Errors from the FFI layer are automatically retrieved and included in the exception message.


Configuration

php.ini Settings

; Required: enable the FFI extension
extension=ffi

; FFI access level:
; "true" - allow FFI::cdef() (development)
; "preload" - only allow preloaded FFI (production)
; "false" - disable FFI
ffi.enable=true

; Preload the mullama FFI definitions (production)
; ffi.preload=/path/to/mullama_preload.php

Custom Library Path

<?php

use Mullama\Mullama;
use Mullama\Model;

// Set before any other Mullama operations
Mullama::setLibraryPath('/opt/mullama/lib/libmullama_ffi.so');

// Now load models as usual
$model = Model::load('./model.gguf');

Requirements

Requirement Version
PHP >= 8.1
FFI extension enabled
libmullama_ffi shared library
mullama.h header file
Composer >= 2.0 (for installation)

Performance Tips

  1. Reuse models -- model loading is expensive.

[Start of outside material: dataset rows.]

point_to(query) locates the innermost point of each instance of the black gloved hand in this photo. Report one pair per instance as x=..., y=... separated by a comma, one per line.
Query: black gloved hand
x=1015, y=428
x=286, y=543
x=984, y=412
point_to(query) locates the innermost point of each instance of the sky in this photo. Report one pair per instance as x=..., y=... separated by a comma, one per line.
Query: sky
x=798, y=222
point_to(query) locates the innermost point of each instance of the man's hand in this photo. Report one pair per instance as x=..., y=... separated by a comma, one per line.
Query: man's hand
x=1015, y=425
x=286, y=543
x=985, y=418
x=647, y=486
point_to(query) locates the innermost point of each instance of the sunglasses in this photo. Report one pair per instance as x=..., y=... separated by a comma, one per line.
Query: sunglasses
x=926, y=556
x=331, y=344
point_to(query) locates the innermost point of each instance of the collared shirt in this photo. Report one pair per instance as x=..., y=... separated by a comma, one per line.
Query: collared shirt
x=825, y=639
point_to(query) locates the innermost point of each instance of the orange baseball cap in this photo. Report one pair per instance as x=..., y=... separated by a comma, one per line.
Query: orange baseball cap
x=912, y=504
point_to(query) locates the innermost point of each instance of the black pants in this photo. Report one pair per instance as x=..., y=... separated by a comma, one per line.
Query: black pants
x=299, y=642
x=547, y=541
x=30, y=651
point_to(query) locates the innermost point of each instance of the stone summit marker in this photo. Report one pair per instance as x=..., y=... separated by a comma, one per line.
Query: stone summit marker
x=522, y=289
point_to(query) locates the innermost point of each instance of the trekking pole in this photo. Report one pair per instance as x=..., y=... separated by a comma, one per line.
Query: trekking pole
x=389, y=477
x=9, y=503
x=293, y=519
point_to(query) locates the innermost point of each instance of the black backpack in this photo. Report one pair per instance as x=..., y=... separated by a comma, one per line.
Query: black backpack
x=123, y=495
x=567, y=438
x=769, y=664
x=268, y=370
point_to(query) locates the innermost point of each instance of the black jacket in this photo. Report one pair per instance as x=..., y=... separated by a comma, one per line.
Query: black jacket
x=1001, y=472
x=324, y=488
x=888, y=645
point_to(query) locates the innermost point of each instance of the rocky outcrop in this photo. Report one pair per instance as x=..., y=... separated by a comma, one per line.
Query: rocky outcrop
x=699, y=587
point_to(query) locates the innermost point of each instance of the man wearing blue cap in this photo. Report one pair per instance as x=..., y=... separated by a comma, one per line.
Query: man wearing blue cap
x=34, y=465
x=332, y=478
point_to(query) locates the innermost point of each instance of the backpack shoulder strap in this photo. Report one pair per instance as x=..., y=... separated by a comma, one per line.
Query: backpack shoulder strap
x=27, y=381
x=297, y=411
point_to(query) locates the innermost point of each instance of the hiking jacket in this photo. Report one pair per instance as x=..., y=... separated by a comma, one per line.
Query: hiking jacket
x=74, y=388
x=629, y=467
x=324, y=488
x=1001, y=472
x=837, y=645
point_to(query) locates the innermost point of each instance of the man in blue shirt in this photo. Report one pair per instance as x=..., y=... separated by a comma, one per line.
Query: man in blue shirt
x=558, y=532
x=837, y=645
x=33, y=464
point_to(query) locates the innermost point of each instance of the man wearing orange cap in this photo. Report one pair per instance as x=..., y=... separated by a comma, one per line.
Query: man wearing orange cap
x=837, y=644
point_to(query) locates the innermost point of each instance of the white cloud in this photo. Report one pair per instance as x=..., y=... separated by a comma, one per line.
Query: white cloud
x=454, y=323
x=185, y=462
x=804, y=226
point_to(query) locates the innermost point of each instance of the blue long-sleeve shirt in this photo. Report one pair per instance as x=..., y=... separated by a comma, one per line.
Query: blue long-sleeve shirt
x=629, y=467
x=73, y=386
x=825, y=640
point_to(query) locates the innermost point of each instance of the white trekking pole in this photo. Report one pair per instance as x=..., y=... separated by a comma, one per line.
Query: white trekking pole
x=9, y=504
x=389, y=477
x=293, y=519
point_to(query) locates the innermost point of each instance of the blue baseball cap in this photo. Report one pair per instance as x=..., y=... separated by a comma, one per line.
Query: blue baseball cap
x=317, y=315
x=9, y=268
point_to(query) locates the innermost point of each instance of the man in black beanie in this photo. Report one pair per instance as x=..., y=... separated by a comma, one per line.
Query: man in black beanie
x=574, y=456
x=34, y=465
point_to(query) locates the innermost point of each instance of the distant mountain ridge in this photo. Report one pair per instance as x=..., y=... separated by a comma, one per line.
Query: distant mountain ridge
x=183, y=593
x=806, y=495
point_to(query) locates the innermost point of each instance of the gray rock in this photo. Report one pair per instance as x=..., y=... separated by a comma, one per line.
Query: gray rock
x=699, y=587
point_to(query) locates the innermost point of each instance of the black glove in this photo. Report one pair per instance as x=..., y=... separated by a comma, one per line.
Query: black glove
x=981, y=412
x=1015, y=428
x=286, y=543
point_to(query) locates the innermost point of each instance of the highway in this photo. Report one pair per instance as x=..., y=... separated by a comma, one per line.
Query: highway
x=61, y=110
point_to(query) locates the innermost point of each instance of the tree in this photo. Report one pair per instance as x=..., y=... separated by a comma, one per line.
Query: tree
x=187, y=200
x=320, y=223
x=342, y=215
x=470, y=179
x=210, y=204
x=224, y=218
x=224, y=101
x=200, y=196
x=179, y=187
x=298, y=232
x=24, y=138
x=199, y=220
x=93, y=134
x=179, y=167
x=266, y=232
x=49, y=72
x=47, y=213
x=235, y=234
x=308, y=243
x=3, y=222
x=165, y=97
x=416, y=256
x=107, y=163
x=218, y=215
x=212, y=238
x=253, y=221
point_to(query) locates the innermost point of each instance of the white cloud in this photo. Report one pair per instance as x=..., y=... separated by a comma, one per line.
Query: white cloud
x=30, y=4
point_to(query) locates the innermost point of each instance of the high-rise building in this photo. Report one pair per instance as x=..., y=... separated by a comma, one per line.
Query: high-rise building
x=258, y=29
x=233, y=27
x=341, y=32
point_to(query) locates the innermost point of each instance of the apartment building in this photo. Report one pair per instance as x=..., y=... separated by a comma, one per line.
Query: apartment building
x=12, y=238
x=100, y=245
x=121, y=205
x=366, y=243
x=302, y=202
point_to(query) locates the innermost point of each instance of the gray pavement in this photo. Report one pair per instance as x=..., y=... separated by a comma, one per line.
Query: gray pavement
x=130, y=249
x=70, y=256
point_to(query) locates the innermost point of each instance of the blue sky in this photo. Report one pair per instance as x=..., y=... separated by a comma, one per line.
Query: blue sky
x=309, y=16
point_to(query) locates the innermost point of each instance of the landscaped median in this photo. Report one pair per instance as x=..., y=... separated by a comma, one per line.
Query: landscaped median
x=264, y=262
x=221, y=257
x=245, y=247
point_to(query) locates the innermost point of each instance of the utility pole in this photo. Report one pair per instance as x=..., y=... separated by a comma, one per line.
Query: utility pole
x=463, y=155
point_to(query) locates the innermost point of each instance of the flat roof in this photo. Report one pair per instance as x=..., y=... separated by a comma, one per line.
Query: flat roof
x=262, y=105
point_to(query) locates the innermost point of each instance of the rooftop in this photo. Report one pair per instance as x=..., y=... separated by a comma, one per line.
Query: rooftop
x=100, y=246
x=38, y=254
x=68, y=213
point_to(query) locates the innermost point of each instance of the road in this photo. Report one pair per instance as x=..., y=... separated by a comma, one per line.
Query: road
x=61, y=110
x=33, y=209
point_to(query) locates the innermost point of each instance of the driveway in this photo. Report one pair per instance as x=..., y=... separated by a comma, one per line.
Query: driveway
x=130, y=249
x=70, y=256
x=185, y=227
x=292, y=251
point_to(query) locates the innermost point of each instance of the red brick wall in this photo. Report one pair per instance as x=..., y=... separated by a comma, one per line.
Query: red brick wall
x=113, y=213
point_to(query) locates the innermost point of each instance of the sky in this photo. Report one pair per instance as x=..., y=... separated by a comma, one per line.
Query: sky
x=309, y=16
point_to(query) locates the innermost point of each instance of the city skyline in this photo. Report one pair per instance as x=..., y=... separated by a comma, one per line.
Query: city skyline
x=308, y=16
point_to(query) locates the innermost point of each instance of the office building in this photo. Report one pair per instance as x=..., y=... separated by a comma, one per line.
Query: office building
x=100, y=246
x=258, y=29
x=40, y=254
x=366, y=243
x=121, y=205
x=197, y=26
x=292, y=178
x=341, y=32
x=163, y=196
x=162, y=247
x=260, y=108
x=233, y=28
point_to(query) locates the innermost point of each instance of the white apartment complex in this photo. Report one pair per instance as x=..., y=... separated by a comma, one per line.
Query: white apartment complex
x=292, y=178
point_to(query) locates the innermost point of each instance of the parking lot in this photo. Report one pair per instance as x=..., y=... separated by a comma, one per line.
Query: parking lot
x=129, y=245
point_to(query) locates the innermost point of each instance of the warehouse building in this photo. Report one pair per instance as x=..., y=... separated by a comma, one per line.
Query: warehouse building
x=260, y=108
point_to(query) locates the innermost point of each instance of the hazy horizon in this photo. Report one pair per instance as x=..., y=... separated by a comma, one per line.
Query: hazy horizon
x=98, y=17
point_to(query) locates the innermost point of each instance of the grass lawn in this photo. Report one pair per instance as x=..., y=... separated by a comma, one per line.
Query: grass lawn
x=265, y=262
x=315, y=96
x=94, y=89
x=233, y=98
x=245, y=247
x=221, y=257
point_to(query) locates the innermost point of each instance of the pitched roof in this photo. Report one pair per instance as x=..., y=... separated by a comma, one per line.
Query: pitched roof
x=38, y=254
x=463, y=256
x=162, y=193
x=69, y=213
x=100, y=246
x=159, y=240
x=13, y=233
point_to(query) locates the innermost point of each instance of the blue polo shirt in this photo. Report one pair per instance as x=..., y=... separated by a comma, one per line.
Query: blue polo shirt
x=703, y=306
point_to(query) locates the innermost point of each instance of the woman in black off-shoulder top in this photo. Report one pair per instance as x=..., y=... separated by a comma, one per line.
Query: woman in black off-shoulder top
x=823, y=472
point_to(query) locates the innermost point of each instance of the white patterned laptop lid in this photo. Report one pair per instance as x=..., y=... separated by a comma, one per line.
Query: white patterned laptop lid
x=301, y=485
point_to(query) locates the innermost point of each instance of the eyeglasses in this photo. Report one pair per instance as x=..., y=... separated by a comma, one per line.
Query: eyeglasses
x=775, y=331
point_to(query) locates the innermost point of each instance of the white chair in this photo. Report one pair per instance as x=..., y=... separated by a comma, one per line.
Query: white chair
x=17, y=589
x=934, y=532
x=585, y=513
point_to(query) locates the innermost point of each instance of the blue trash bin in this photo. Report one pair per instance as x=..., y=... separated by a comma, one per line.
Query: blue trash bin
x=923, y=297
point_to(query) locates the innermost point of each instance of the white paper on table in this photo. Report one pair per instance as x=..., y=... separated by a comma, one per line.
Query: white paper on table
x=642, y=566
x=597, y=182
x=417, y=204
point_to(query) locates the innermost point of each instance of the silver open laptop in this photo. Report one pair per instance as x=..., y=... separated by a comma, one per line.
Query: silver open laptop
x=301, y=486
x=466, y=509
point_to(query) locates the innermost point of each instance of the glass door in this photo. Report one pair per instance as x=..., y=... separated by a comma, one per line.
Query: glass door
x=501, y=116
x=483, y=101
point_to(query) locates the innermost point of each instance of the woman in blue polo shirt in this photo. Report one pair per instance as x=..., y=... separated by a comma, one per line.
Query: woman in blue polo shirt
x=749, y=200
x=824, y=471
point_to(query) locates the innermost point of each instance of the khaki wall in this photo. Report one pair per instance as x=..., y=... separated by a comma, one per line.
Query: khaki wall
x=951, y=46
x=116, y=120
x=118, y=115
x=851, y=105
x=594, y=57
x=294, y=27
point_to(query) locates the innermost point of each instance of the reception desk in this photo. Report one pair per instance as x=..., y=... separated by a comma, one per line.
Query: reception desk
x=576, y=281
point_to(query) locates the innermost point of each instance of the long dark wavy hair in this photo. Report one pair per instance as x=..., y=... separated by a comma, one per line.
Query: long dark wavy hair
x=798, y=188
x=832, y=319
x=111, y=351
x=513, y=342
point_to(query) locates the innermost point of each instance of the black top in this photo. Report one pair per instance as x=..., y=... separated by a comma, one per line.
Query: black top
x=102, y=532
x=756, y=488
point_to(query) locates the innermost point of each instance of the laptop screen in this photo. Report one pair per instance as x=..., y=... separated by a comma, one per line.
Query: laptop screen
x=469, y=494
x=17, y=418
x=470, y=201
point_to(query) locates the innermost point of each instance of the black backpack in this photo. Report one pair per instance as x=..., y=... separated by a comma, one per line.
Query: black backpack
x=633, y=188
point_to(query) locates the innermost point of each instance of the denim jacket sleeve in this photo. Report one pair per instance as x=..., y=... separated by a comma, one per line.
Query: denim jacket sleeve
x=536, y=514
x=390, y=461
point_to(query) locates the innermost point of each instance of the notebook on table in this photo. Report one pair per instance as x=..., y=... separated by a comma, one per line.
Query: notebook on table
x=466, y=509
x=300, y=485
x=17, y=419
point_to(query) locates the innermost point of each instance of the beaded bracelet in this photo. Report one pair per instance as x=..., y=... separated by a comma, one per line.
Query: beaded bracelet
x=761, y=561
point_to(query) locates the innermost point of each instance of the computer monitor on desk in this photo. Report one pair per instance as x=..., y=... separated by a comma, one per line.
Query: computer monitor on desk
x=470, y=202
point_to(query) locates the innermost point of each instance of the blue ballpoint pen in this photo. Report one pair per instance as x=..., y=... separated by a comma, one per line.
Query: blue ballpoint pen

Use a singleton pattern or dependency injection to share a single model instance.

  2. GPU offloading -- set nGpuLayers to -1 to use all GPU layers when available.

  3. Context lifecycle -- create contexts as needed and let them be garbage collected, or call free() explicitly in long-running processes.

  4. Batch embeddings -- use embedBatch() rather than calling embed() in a loop.

  5. FFI preloading -- in production, use ffi.enable=preload and preload the FFI definitions for better security and performance.

  6. Memory limits -- large models may exceed PHP's default memory limit. Increase with ini_set('memory_limit', '4G') or in php.ini.